Multidisciplinary artist Hyd (Hayden Dunham) reveals new album Hold Onto Me Infinity. Zooming between the intimate and the infinite, the album is a powerful testament to music’s ability to cross timelines, physical thresholds, and lifespans, while dancing in between this physical world, and the one beyond.

Opening track “Angel,” produced by Hudson Mohawke, a chief collaborator on the album, the song written by Dunham and Benny Long, positions a loved one posthumously as a guardian angel, introducing a question that reverberates throughout the rest of the album: where do the dead go, and how do we experience them in new forms?

With Hold Onto Me Infinity there is a physicality reflected in the album’s drum-forward sonic palette, where the vibrations are designed to be felt in the listeners’ bodies as much as they are heard. The album cover, shot by Michael Bailey Gates, reflects this liminal blur between the existential and elemental. Made without artificial effects, it uses a glass sculpture made by Dunham, pyrotechnics, mirror reflections, and a sunset poking through a pierced window to create a portal within the image that holds both this physical reality and another world. This analog approach was a necessity that emerged out of Dunham’s intermittent loss of vision over the past seven years, which made them extremely sensitive to artificial light. This condition continues to have profound impacts on their senses: when their sight receded, other (extra)-sensory skills emerged; when it returned, they felt extra-embodied in their body and the juiciness of being.

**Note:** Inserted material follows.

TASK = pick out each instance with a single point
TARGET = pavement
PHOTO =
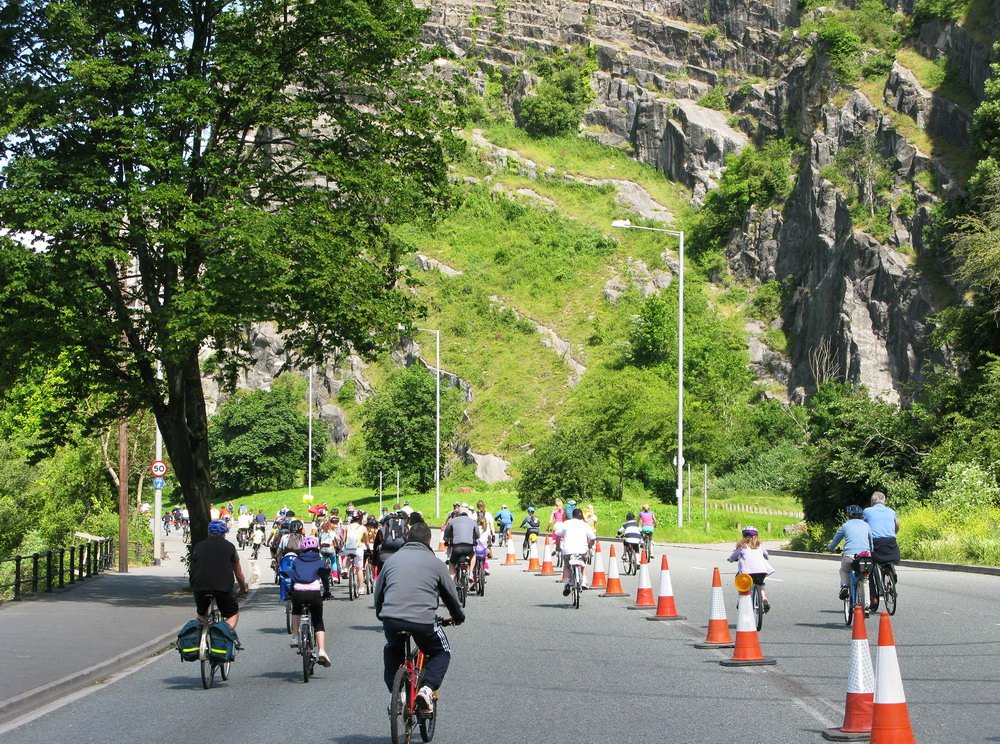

Hold Onto Me Infinity is the follow up album to Hayden’s celebrated debut CLEARING. Informed by their wider artistic practice, Hyd’s music is the result of interior research, community dialogues and material exploration creating an immense ecosystem. Dunham is represented by Company Gallery for their work as a fine artist, and their pieces have been exhibited at museums including MoMA PS1 and the New Museum.